Aux termes de cette disposition, le prévenu, les autres parties et leurs avocats peuvent déposer des conclusions à l'audience, qui sont visées par le président et le greffier. Ce dernier mentionne ce dépôt aux notes d'audience.

Le tribunal qui est tenu de répondre aux conclusions ainsi régulièrement déposées doit joindre au fond les incidents et exceptions dont il est saisi, et y statuer par un seul et même jugement en se prononçant en premier lieu sur l'exception et ensuite sur le fond.

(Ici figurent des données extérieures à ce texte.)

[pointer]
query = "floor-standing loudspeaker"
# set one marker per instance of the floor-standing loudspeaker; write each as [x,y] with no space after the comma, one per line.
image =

Il ne peut en être autrement qu'au cas d'impossibilité absolue, ou encore lorsqu'une décision immédiate sur l'incident ou sur l'exception est commandée par une disposition qui touche à l'ordre public.

Depuis un arrêt du 27 mai 1987, (Cass. crim., n° 86-93.921), ce dépôt de conclusions à l'audience était conçu de manière large, puisque des écritures adressées à la juridiction par un prévenu qui ne comparaissait pas devant elle, étaient considérées comme régulièrement déposées, la juridiction était tenue d'y répondre.

Par son arrêt du 16 juin 2011, rendu sur conclusions conformes de l'avocat général, la chambre criminelle revient à une interprétation stricte de l'article 459 du Code de procédure pénale en considérant que faute pour le prévenu d'avoir comparu à l'audience ou d'y avoir été représenté, la juridiction pénale n'est pas tenue de répondre aux écrits qu'il lui a adressés, car celles-ci ne valent pas conclusions régulièrement déposées.

Le prévenu a donc grand intérêt à être représenté par son conseil à l'audience, comme le permet les articles 410 et suivants du Code de procédure pénale.